= James Goolnik =

James Goolnik is the clinical director and founder of Optimal Dental Health in London.

== Education ==
Goolnik studied at King's College London, qualifying in 1992. He worked for a year as a house office at King & St Georges before working in various NHS and mixed practices. Goolnik then studied for an MSc in Conservative Dentistry at the Eastman Dental Hospital under Derrick Setchel, qualifying in 1999.

== Career ==
Beginning in 1999, Goolnik worked as an associate until 2001 when he established Bow Lane Dental Group. He was named the UK's most influential dentist in 2011 and 2012 by Dentistry magazine. He was voted in top 50 dental people in 2024 by Dentistry magazine. He was named head judge in the Private Dentistry Awards in 2025.

In 2001, Goolnik introduced DVD glasses into his practice as a way of calming his patients down and providing dental care for them.
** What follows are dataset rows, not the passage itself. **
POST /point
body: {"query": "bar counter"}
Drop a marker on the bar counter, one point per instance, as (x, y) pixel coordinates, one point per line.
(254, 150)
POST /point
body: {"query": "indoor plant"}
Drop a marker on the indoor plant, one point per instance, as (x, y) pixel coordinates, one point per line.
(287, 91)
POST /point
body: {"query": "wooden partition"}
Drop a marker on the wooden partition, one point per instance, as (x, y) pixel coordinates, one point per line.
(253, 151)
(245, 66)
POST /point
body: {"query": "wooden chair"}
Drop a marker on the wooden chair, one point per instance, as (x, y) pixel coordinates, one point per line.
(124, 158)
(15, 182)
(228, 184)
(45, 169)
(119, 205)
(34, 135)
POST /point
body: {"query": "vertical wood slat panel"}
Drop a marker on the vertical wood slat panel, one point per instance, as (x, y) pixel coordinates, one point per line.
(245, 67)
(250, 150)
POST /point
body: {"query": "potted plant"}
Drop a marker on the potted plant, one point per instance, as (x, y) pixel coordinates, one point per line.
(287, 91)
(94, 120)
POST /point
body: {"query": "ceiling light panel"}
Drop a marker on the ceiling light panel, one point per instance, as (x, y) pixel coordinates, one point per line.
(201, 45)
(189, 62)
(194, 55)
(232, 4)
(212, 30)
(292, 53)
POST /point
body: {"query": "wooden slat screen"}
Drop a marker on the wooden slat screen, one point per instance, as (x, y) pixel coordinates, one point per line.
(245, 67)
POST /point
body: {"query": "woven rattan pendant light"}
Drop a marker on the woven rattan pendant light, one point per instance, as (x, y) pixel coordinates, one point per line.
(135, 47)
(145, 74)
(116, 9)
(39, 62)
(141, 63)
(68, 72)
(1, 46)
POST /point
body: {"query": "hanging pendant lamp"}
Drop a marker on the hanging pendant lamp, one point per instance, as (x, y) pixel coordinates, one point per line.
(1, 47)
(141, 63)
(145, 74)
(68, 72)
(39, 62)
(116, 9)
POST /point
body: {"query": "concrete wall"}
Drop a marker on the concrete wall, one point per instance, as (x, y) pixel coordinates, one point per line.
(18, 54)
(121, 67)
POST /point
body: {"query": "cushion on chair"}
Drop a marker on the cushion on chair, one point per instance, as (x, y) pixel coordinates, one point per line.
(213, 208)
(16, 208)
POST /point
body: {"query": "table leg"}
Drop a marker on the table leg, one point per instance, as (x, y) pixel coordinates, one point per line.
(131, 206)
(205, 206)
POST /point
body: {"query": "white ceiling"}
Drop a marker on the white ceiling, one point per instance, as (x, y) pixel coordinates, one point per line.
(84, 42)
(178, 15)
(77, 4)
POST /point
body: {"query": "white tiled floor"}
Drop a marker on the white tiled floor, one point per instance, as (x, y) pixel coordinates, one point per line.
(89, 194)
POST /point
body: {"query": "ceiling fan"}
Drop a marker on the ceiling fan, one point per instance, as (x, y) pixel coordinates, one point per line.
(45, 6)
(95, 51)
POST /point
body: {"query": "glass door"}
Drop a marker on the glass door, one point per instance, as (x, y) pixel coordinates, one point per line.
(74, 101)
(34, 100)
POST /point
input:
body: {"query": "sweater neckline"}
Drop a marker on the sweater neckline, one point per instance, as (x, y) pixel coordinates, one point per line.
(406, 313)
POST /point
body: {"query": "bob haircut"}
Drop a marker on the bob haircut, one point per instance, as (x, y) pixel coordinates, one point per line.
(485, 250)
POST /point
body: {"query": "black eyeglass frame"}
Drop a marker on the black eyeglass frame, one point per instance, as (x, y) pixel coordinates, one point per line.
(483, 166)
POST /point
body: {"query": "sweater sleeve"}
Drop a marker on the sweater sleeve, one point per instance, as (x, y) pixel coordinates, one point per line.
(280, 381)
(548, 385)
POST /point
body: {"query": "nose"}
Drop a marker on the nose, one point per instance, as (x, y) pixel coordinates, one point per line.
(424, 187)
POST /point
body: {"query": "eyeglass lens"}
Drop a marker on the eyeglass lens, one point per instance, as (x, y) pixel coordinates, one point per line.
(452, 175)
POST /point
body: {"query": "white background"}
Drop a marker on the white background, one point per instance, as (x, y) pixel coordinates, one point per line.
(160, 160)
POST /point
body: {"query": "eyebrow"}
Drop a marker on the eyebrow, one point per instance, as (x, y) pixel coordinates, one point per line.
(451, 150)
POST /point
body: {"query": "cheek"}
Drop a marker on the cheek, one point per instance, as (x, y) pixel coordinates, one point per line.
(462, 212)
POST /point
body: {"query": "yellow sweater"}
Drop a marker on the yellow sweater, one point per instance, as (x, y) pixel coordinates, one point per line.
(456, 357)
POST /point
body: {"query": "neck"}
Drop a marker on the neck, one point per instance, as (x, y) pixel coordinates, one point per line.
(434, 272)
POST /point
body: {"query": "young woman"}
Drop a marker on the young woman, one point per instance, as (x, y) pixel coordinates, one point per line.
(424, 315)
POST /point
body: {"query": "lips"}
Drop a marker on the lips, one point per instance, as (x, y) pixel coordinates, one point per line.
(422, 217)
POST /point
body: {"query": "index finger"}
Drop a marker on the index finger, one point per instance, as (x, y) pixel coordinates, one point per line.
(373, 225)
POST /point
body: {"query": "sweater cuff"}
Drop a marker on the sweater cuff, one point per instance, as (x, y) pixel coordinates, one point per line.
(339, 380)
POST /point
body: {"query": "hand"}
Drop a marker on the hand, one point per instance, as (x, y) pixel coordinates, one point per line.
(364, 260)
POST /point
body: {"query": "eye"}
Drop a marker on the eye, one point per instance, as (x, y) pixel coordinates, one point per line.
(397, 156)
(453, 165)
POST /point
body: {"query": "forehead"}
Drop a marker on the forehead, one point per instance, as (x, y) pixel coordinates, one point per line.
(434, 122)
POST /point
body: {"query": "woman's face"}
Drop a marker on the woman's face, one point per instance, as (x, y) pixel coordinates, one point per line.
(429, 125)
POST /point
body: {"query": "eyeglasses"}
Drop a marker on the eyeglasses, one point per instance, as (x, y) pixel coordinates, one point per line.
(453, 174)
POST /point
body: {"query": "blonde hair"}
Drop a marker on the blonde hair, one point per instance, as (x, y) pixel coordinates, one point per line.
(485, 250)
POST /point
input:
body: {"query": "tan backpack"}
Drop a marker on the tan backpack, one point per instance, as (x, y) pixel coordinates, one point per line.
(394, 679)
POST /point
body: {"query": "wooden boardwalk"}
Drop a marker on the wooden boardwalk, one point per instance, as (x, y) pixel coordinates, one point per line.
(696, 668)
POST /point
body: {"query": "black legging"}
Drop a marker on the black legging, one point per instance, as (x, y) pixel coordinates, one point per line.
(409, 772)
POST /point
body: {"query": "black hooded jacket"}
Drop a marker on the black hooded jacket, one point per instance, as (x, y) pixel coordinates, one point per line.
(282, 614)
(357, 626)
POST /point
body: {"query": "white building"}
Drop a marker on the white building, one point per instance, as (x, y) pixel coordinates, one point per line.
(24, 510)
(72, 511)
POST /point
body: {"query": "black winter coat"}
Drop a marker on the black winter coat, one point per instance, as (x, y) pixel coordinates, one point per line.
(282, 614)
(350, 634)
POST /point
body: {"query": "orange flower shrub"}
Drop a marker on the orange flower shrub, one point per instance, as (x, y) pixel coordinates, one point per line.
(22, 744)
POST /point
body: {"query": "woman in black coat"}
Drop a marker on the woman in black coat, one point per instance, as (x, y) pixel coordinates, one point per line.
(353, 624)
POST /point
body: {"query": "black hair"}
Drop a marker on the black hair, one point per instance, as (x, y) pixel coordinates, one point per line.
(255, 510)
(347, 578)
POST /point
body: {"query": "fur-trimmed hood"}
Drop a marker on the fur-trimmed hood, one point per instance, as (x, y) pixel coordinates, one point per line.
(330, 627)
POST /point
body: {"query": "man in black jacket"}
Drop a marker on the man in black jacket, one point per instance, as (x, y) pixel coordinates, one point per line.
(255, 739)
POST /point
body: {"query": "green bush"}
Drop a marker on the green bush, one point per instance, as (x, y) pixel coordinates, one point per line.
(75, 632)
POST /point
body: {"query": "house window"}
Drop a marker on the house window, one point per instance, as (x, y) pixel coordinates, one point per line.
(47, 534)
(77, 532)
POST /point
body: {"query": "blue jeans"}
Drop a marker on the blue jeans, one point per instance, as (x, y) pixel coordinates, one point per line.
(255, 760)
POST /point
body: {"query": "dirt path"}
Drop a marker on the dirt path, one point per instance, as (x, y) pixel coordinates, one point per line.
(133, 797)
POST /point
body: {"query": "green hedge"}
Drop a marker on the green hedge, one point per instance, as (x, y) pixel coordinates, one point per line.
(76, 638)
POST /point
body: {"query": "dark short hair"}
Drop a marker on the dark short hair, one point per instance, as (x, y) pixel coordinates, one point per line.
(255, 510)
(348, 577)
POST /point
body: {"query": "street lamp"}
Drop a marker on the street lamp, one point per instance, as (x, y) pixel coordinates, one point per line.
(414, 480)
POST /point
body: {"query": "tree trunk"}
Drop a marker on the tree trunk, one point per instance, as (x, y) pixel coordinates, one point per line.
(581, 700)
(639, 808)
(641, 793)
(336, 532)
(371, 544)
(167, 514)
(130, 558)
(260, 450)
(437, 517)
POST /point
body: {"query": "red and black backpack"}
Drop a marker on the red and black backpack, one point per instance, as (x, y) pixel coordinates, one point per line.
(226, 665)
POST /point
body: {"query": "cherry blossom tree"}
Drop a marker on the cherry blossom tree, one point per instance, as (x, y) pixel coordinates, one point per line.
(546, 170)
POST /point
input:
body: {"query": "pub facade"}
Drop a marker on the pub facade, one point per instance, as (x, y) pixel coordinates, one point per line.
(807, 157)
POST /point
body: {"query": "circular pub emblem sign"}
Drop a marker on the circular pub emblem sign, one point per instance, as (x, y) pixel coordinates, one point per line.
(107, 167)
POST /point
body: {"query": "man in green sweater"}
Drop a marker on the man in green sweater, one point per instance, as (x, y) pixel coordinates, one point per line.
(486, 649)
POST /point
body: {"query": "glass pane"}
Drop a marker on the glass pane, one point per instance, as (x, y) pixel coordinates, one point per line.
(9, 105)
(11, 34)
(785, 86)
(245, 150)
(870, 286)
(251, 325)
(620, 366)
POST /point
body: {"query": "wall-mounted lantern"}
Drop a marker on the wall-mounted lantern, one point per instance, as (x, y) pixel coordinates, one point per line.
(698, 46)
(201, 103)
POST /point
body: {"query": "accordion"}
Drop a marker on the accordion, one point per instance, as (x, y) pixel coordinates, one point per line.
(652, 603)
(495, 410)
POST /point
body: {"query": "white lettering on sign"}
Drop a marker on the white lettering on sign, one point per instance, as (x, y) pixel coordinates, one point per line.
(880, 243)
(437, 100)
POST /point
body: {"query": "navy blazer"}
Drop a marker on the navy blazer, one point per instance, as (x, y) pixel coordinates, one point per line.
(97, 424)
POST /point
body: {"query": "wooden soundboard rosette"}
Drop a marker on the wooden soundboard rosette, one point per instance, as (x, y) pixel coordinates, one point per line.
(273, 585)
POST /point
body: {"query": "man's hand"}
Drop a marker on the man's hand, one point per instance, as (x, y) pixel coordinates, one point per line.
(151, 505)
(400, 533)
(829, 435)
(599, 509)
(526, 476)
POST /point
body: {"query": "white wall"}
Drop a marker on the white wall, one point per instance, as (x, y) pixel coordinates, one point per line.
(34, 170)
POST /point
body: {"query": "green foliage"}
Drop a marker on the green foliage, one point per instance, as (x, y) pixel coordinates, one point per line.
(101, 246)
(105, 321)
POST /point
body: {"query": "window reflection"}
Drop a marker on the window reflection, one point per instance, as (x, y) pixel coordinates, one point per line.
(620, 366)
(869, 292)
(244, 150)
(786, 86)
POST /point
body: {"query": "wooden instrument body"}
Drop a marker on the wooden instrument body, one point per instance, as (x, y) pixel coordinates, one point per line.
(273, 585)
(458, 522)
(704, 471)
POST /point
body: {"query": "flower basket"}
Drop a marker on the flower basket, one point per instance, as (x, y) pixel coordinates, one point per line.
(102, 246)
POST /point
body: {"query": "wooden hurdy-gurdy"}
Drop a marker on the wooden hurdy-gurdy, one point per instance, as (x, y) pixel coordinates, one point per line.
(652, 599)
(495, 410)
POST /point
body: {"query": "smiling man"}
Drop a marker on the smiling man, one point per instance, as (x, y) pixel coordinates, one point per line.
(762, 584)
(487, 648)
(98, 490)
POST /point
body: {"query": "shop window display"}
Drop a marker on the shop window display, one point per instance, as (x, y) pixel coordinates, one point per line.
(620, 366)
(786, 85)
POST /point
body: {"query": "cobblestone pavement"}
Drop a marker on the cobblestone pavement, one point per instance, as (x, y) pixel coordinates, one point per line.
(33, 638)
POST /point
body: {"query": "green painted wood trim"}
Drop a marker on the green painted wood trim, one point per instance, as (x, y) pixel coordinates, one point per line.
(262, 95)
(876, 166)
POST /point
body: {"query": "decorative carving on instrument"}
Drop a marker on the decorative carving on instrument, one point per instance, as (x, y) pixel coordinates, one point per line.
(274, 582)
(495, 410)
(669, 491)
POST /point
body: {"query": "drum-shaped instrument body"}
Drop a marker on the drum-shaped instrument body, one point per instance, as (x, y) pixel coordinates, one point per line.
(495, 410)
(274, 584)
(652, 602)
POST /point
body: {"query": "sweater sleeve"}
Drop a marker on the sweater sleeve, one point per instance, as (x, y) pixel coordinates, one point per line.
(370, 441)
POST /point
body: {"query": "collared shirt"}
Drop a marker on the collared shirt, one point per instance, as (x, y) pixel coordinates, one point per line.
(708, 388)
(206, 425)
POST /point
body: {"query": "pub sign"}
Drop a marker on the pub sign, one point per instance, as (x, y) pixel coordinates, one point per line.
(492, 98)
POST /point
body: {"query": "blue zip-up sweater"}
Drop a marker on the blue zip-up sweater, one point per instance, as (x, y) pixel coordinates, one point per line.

In 2004, Goolnik was voted onto the board of directors of the British Academy of Cosmetic Dentistry (BACD) and became the president in 2008. In 2021 he was given the freedom for the City of London for services to Dentistry.

Goolnik is a dentist and clinical director and founder of the Optimal Dental Health in London.

He was the past dental advisor for Arm & Hammer in the UK. His career was written as a cover story in the Business of Dentistry magazine in summer 2012.